В период шведского «потопа» и войн с Москвой в середине XVII столетия Веспазиан Коховский в 1655–1657 гг. усматривал связь между нынешними грабежами и убийствами, совершавшимися казаками в Белоруссии в 1658 г., и эксцессами времени захвата поляками Москвы при Сигизмунде III[368]. В публицистике времени Яна Казимира осуждались «złamanie słowa Moskwie z przyczyn wojen od Dymitra zaczętych»[369] (нарушение данного Москве слова из-за войн, начатых [Лже]Дмитрием) и «zuchwałą gorliwość religijną naszych w Moskwie» (дерзкое религиозное рвение наших в Москве) при Сигизмунде III[370]. С неодобрением говорилось о недобросовестном ведении (mala f de) переговоров о союзе с Алексеем Михайловичем, имея в виду сорвать их при первом удобном случае[371].
Как видно, в польской политической публицистике XVII в. нет недостатка в примерах критики собственной позиции и объективной оценки политики Речи Посполитой по отношению к Московскому государству в первой половине XVII в., что опровергает тезис о преобладании в отношении поляков к «чужим» ксенофобии и предубеждений. Последние доминировали в стереотипах, распространяемых среди «широких масс» в пропаганде католической церкви и в литературе для общественных низов, – то есть в текстах, чаще всего встречающихся, но отнюдь не наиболее репрезентативных для характеристики образа мыслей «политической нации» как эквивалента сегодняшнего «политического класса».
Польско-московская уния рассматривалась польскими публицистами как аналогия, своеобразное воспроизведение польско-литовской унии. В основе и того и другого союза был заложен принцип политического партнерства.
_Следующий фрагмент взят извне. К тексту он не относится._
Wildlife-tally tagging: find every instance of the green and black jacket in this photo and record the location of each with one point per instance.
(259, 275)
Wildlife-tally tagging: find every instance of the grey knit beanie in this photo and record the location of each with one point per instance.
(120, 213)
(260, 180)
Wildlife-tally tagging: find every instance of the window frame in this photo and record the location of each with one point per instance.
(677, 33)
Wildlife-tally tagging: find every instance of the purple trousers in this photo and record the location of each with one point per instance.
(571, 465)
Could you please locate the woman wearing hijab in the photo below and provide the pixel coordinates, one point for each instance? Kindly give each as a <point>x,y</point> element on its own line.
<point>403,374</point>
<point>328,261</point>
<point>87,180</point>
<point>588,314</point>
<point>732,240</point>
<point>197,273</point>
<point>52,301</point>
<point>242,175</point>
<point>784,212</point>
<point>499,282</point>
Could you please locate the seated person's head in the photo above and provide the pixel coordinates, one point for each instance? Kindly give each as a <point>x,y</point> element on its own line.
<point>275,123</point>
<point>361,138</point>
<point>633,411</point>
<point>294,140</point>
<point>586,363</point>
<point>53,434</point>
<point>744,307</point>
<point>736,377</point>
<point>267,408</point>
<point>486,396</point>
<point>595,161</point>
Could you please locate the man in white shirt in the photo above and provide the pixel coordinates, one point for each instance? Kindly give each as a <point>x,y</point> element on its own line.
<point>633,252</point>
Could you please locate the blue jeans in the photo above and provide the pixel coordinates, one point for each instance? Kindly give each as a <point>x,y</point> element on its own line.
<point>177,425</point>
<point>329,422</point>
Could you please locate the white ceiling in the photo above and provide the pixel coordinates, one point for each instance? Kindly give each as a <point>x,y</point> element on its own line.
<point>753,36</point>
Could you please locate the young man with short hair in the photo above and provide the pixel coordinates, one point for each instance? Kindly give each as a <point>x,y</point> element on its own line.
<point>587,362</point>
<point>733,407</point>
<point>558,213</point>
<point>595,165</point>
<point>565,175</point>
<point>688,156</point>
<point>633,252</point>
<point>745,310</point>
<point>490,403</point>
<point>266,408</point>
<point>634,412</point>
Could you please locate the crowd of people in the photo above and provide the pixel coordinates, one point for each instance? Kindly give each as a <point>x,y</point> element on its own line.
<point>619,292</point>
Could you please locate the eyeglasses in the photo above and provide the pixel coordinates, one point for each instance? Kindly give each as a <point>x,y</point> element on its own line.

В связи с этим авторы неоднократно прибегали к сравнению возможного избрания на польский престол московского князя с выбором польским королем великого князя литовского Ягайло[372]. Публицисты указывали, что, хотя литвин и был язычником, однако, став польским королем, он не только принял христианство в латинском обряде, но и заставил принять его своих подданных. При дворе Ягайло отдавал предпочтение польской знати, жалуя им земли в Великом княжестве Литовском.
Только через призму примера Ягайло можно понять кажущуюся наивной уверенность публицистов, в частности Мыцельского и Фредро, что цари – тираны для своих исконных подданных – не только не нарушат свободу польской шляхты, но даже расширят ее привилегии, обуздают произвол магнатов подобно тому, как Иван IV сокрушил могущество боярства. Авторы полагали, что избранный королем московский кандидат будет опираться на шляхту и сможет провести судебные и административные реформы, необходимые для усовершенствования управления обоими государствами.